L31 — Mean-PnL ratio co-condition (Phase 6.A)
Sharpe alone could not distinguish "real lift from cheat" from "degenerate-to-degenerate". Added |mean_pnl_cheat| / max(|mean_pnl_honest|, 1e-8) >= 10 as a co-condition. Catches the negative_sharpe scale-invariance pathology where positions collapse to near-zero.
L32 — Position-aware losses (Phase 6.E)
loss_fn(pnl) is structurally pnl-only — no loss can regulate position magnitude when it doesn't see positions. walk_forward now uses signature inspection (_call_loss) to pass pos to losses that declare it. Position-floor regularisation belongs in the harness contract, not in any single loss function. This was the structural blocker visible across 160 rejected nodes.

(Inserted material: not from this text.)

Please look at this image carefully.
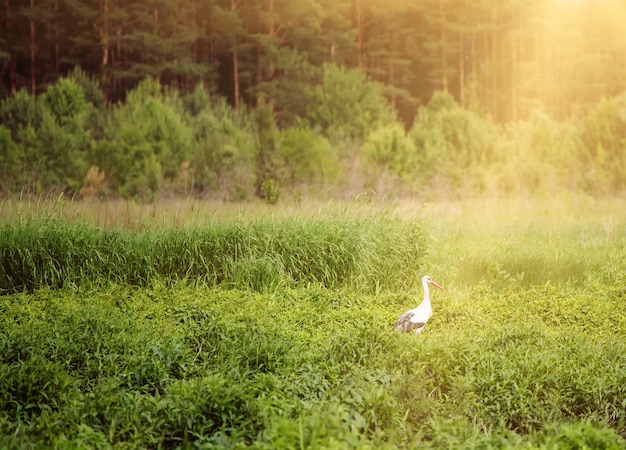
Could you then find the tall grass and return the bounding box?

L37 — Position-floor strength softened (Phase 6.E retry)
sharpe_with_position_floor(α=5.0) was too aggressive — forced position size beyond what feature signal supported and produced artifact Sharpe = +3.897. Softened to α=0.5 (10× gentler). Penalty when positions degenerate is now ~0.025, comparable to small Sharpe magnitudes — a meaningful tiebreaker without overwhelming the Sharpe objective.

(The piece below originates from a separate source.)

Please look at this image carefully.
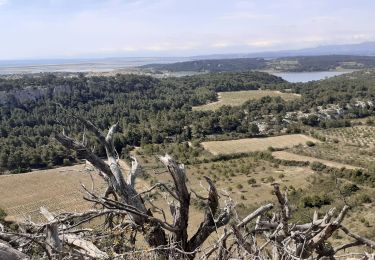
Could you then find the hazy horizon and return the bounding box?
[0,0,375,60]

L44 — Per-stock rolling z-score (Phase 8.A)
Cross-stock memorisation (L43) at Nifty 50 scale. per_stock_rolling_zscore(features, window=60) in lib/preprocessing.py removes per-(stock, feature) baseline by causal 60-day rolling z-score. Cuts shuffled_target Sharpe by ~50% (5.0 → 2.5) and triples mean_pnl_mean (0.0008 → 0.0025). Direction validated, magnitude insufficient on its own — pair with L45.
L45 — static_features_test (Phase 8.A)
5th leakage test that replaces every feature column with its per-stock time-mean. A time-edge model produces near-zero positions on constant inputs; a ticker-memoriser keeps its baseline allocations. Directly catches ticker-identity memorisation that shuffled_target only indirectly hints at.

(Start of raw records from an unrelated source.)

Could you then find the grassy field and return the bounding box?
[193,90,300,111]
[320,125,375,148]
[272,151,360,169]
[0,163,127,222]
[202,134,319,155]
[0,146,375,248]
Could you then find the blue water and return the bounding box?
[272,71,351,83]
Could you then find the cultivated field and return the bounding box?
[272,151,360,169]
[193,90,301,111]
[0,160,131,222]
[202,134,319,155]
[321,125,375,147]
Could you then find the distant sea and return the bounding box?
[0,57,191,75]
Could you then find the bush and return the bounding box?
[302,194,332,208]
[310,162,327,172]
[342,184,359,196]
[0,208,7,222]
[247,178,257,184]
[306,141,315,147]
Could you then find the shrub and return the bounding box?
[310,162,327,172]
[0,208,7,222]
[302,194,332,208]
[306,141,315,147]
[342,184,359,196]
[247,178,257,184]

L47 — Per-stock z-score bug + raw-features fix (Phase 9.A)
_per_stock_zscore used sigma.clamp(min=1e-8) which blew up for warmup-period features (vol_60d ≈ 0 for first 60d → tiny std → 10^7+ z-scores). LayerNorm inside StrategyNet absorbed the scaling for the honest run (so it looked OK at -0.4 Sharpe) but DROWNED the cheat column (~1.0 scale) inside look_ahead_cheat_test. Plus _run_per_stock passed already-z-scored features to leakage tests, causing transform_fn to corrupt the head columns. Both fixed: clamp(min=1e-3), and pass RAW features to cheat tests. Post-fix: look_ahead_cheat = +30 (was -2.28); harness is now trustworthy for per-stock evaluation.
L53 — Empirical-bound recalibration on shuffled_target (Phase 12.A)
The 2 * _sharpe_se(n_holdout, n_stocks) bound is too tight at small n. Empirical seed std on noise data is 6× the theoretical SE at n_holdout=21 × 46 stocks — 2·SE = 1.0 vs empirical 95% interval [-6.3, +5.0] (std=3.15). Only 20% of seeds pass the theoretical bound on pure shuffled noise. Bootstrap-calibrate the bound per regime; at n_holdout=180 the closed-form bound starts holding.
L54 — Window-position artifact, the dropout=0.5 candidate (Phase 12.A)
The dropout=0.5 + position-floor candidate that appeared to pass 5/6 leakage tests at n=21 (Sharpe ~5) is a window-position artifact, not real edge. window_robustness_test shows sharpe_short(n=21) = +2.44 collapsing to sharpe_long(n=180) = -0.14. Same family as L33/L34/S26 pre-Phase-6. Per-ticker position analysis confirms: positions correlate negatively with same-day returns (-0.26) but near-zero with next-day returns (+0.03) — the model is doing in-sample mean-reversion that doesn't generalise. With the corrected window-stability gate as a 7th leakage test in series, the candidate fails honestly.
The pattern: each layer of leakage testing reveals the next escape route the optimiser takes. That whack-a-mole behaviour is itself the L42 finding — expected when the universe lacks genuine cross-sectional time-edge.